Described by Kenneth Clark as 'one of the most brilliant books of art criticism that I have ever read', Art and Illusion is a classic study of image-making. It seeks to answer a simple question: why is there such a thing as style? The question may be simple but there is no easy answer, and Professor Gombrich's brilliant and wide-ranging exploration of the history and psychology of pictorial representation leads him into countless crucial areas.
Gombrich examines, questions and re-evaluates old and new ideas on such matters as the imitation of nature, the function of tradition, the problem of abstraction, the validity of perspective and the interpretation of expression: all of which reveal that pictorial representation is far from being a straightforward matter.
First published more than 40 years ago, Art and Illusion has lost none of its vitality and importance. In applying the findings of experimental science to a nuanced understanding of art and in tackling complex ideas and theoretical issues, Gombrich is rigorous. Yet he always retains a sense of wonder at the inexhaustible capacity of the human brain, and at the subtlety of the relationships involved in seeing the world and in making and seeing art.
With profound knowledge and his exceptional gift for clear exposition, he advances each argument as an hypothesis to be tested. The problems of representation are forever fundamental to the history of art: Art and Illusion remains an essential text for anyone interested in understanding the complexities of art.
For the sixth edition Professor Gombrich has written an entirely new 12-page preface, in which he makes use of the distinction between an image and a sign, so as to clarify his intentions in writing the book in the first place.

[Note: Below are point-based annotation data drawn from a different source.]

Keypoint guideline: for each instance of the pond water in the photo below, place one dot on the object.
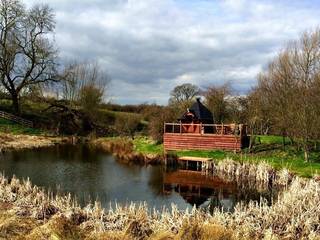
(89, 174)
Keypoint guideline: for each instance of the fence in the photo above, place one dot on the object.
(218, 129)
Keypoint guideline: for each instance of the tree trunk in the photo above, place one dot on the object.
(15, 103)
(306, 152)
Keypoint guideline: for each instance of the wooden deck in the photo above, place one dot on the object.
(230, 137)
(176, 141)
(194, 159)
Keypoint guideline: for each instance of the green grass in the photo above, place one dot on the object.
(277, 157)
(7, 126)
(147, 146)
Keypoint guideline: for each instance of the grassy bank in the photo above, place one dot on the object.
(27, 212)
(7, 126)
(268, 150)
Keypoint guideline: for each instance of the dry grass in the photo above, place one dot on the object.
(123, 151)
(27, 210)
(17, 142)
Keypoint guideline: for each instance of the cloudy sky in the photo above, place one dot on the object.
(150, 46)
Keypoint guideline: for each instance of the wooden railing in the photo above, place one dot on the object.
(217, 129)
(16, 119)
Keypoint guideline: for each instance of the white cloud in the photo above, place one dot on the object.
(149, 46)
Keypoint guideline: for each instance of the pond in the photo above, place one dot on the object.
(92, 175)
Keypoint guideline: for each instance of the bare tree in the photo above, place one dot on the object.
(182, 96)
(291, 89)
(217, 102)
(27, 54)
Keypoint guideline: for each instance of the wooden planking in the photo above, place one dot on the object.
(194, 159)
(201, 142)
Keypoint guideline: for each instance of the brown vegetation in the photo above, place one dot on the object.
(16, 142)
(123, 150)
(27, 212)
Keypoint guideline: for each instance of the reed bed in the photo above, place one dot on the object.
(259, 176)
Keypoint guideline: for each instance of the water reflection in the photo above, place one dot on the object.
(209, 192)
(89, 175)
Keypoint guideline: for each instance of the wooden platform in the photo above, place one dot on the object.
(194, 159)
(176, 141)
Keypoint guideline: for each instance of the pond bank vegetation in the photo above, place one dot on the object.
(30, 212)
(145, 151)
(19, 142)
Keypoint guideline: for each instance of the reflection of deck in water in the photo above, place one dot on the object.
(197, 188)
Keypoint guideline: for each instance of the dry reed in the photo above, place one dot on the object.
(294, 215)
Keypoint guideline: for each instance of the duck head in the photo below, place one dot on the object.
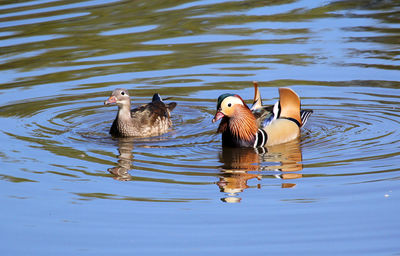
(227, 103)
(120, 97)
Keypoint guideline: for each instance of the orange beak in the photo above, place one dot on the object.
(110, 100)
(218, 116)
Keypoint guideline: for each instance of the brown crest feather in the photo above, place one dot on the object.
(243, 124)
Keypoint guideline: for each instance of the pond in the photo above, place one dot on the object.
(69, 188)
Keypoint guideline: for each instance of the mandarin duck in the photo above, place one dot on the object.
(151, 119)
(260, 125)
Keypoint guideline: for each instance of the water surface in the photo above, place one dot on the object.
(68, 188)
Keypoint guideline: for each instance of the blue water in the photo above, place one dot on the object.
(333, 192)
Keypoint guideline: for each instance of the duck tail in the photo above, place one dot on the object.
(290, 104)
(257, 102)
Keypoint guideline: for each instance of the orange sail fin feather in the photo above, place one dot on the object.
(260, 125)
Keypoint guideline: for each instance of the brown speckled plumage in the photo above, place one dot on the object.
(148, 120)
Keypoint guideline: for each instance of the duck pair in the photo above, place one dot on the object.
(240, 125)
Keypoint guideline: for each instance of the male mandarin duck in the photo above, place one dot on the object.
(260, 125)
(151, 119)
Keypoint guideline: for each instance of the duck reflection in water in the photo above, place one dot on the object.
(243, 164)
(125, 158)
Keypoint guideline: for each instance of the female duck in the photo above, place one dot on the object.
(261, 125)
(148, 120)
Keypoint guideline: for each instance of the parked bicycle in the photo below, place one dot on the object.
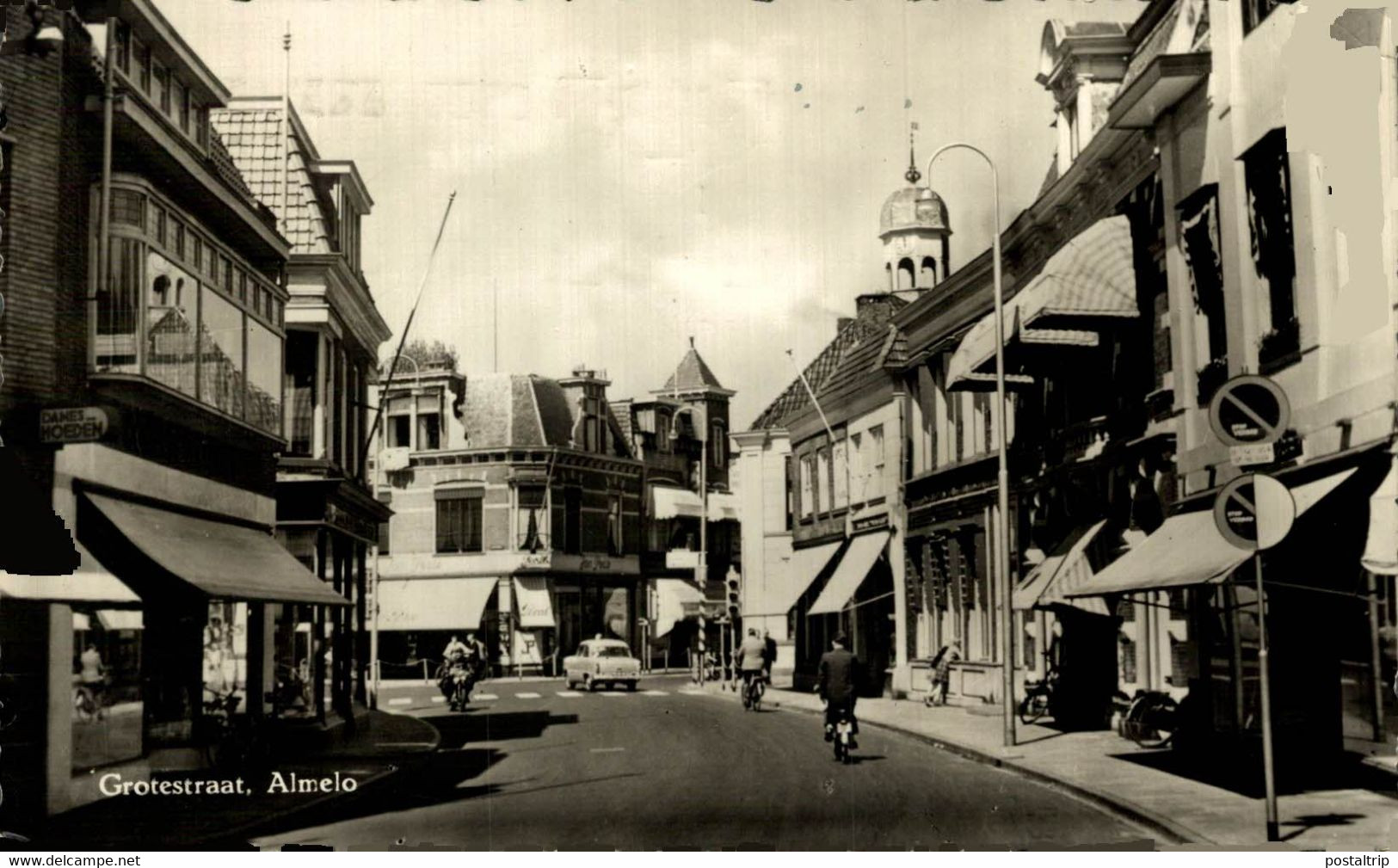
(1151, 718)
(231, 740)
(1038, 698)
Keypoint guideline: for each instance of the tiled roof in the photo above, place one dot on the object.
(253, 139)
(693, 375)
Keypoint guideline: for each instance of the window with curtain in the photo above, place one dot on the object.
(1267, 175)
(532, 517)
(459, 520)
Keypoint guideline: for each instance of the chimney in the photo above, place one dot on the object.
(877, 306)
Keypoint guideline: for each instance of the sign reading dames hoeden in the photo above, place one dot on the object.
(71, 424)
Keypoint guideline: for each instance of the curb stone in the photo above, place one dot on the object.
(1172, 830)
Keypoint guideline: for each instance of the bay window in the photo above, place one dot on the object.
(459, 519)
(161, 317)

"This was a seminal book and remains an enjoyable unfolding of the mysteries of art."-The Times
"I shall remember about it is the author's warmth and wit, the fabulous range of his references and the richness of personality that lies behind the whole performance."-The New York Times
"...It brought the topic of the visual back to the centre of the history of the visual arts, from where it had been strangely displaced."-The Economist
Sir Ernst Gombrich was one of the greatest and least conventional art historians of his age, achieving fame and distinction in three separate spheres: as a scholar, as a popularizer of art, and as a pioneer of the application of the psychology of perception to the study of art. His best-known book, The Story of Art - first published fifty years ago and now in its sixteenth edition - is one of the most influential books ever written about art. His books further include The Sense of Order (1979) and The Preference for the Primitive (2002), as well as a total of 11 volumes of collected essays and reviews.
Gombrich was born in Vienna in 1909 and died in London in November 2001. He came to London in 1936 to work at the Warburg Institute, where he eventually became Director from 1959 until his retirement in 1976. He won numerous international honours, including a knighthood, the Order of Merit and the Goethe, Hegel and Erasmus prizes.
Gifted with a powerful mind and prodigious memory, he was also an outstanding communicator, with a clear and forceful prose style. His works are models of good art-historical writing, and reflect his humanism and his deep and abiding concern with the standards and values of our cultural heritage.